CF lung inflammation is driven by immune system cells called neutrophils. The lungs of CF patients are flooded by excessive amounts of neutrophils, which upon entering the lungs release their DNA out into the airways. The neutrophils and their DNA add onto the thick and sticky mucus, further restricting the flow of air through the small airways. This is important because small airways are the channels through which air from outside the lung must pass in order to get to the final cul-de-sacs (alveoli) where oxygen is absorbed into the blood. The result is that not enough oxygen is absorbed in the lungs of CF patients.
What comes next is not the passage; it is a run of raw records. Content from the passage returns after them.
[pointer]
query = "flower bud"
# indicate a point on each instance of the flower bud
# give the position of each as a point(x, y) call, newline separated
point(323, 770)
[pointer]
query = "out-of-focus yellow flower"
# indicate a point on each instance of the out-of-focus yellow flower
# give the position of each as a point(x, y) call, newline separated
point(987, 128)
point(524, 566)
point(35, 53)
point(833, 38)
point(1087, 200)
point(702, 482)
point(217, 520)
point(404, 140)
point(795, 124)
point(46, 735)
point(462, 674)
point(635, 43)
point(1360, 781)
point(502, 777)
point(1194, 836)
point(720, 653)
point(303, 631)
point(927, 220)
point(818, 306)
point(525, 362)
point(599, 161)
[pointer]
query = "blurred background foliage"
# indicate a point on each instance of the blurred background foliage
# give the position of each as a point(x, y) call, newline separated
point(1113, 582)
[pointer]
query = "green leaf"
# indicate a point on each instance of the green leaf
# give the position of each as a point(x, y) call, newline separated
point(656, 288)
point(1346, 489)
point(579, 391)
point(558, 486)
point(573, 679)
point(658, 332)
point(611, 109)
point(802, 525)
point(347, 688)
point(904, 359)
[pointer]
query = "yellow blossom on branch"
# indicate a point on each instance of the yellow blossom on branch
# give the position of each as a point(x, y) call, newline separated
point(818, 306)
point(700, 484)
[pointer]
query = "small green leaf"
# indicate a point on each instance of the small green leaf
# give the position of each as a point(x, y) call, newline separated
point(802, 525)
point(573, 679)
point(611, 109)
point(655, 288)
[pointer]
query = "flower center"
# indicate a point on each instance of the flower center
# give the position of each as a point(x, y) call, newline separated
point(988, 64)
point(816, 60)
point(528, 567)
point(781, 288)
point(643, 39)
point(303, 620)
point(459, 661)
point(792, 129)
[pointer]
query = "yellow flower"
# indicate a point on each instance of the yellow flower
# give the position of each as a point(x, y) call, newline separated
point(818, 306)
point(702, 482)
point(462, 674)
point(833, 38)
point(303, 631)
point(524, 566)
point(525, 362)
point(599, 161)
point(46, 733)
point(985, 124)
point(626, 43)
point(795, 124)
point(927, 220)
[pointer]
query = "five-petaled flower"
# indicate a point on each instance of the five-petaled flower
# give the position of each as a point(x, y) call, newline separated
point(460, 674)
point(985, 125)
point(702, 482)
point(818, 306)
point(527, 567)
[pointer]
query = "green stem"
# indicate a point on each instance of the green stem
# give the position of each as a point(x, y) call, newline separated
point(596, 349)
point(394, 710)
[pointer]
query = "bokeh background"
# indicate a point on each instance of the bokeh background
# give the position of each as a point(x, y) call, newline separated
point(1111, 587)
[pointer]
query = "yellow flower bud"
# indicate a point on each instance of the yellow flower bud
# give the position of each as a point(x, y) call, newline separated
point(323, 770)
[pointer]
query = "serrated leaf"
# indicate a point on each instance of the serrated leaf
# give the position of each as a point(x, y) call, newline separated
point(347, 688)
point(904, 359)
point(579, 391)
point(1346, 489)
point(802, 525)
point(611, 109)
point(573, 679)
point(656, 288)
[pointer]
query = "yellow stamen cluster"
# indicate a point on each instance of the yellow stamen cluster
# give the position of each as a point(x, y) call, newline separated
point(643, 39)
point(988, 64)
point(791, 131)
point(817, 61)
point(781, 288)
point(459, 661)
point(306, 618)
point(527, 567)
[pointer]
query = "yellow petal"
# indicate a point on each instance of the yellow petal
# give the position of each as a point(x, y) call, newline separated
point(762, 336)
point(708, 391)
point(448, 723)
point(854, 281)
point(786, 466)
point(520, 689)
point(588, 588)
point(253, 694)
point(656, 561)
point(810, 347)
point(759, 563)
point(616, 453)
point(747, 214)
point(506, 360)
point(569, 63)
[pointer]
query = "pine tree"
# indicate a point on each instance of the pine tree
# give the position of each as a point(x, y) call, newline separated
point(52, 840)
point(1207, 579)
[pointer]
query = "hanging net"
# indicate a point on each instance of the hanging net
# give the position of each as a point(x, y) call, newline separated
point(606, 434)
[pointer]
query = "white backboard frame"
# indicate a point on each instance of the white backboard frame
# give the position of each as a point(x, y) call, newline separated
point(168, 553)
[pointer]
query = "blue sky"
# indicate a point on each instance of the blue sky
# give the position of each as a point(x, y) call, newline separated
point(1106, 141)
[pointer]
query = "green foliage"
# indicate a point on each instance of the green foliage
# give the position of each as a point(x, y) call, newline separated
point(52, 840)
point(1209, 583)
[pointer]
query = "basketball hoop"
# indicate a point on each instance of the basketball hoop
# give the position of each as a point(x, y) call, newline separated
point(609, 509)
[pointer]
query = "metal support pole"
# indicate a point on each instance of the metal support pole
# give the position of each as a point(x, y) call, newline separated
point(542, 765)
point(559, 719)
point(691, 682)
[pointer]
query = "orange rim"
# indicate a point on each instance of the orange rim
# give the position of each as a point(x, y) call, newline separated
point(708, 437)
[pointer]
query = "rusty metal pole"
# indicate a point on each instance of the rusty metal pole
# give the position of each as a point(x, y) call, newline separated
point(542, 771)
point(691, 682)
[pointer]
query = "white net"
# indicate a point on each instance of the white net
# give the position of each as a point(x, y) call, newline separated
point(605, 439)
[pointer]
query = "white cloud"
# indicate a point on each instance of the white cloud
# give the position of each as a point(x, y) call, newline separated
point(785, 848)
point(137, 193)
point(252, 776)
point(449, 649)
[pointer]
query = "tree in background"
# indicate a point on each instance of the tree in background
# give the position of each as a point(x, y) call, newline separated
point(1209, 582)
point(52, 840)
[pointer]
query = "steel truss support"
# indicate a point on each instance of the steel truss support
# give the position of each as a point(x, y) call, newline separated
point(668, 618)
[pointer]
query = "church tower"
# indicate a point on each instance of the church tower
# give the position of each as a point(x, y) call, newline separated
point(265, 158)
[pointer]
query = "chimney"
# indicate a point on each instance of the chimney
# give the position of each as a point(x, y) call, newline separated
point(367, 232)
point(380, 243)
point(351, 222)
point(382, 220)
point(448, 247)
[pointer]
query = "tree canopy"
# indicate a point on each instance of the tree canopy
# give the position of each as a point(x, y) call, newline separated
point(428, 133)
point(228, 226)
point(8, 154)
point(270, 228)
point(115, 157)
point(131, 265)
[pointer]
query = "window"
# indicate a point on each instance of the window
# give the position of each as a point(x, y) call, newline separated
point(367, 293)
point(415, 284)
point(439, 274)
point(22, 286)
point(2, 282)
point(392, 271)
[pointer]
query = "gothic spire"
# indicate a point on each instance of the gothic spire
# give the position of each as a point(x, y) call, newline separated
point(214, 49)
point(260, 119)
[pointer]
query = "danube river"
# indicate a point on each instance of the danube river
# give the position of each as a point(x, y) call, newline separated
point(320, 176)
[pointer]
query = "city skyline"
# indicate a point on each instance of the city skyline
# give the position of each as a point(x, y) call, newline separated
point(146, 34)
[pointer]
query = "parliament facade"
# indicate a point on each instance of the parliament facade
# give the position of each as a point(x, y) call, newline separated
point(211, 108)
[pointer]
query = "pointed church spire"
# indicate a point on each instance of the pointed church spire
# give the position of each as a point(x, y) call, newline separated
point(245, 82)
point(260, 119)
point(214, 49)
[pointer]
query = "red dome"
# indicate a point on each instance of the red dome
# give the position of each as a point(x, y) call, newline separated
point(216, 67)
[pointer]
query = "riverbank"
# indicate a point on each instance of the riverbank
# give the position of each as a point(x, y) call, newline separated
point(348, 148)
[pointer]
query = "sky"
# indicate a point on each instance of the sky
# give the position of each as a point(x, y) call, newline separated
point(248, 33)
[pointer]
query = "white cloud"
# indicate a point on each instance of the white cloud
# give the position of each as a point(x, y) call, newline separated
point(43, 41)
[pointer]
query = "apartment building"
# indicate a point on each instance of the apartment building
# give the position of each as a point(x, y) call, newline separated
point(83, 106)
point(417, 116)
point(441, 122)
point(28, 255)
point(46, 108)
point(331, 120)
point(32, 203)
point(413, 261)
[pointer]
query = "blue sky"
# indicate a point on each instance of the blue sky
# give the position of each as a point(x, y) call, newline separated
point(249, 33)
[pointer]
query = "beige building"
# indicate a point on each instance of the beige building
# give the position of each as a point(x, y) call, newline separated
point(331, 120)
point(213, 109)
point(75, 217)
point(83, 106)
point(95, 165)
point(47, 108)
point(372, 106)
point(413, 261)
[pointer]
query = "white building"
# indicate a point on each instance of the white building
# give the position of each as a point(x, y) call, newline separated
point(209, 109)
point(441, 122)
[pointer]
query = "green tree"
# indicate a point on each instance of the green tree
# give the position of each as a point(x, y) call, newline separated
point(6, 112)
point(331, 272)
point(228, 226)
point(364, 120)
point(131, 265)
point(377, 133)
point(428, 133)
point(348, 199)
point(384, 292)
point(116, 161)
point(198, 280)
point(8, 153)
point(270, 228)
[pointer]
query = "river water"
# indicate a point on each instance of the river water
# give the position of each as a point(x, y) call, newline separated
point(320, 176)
Celtaxsys recently announced top line results of its Phase 2 EMPIRE-CF trial evaluating oral, once daily anti-inflammatory molecule, acebilustat, for the treatment of CF, irrespective of the causative genotype. In the 200 patient, double-blind, placebo controlled study, acebilustat demonstrated clinically meaningful improvements in pulmonary exacerbations, both reducing the frequency of pulmonary exacerbations (PEx) and increasing time to next exacerbation over 48 weeks of therapy. Full results from the trial will be presented this fall at the North American Cystic Fibrosis Foundation annual meeting.
On a per protocol assessment, acebilustat-treated patients exhibited an 19% reduction in PEx and a 22% reduced risk in progressing to first PEx versus placebo. Additionally, over 40% of patients treated with acebilustat completed the study without experiencing a PEx, an increase of 32% as compared with patients treated with placebo. The benefits of acebilustat on pulmonary exacerbations were apparent as early as four months after start of treatment and persisted throughout the 48 weeks of the study. No difference in lung function, as measured by the primary endpoint of FEV1 percent predicted (FEV1pp), was observed in acebilustat-treated patients compared to placebo-treated patients over 48 weeks of treatment.
Acebilustat is a novel anti-inflammatory molecule evidencing the potential to reduce frequency of pulmonary exacerbations and prolong time to first exacerbation in CF patients.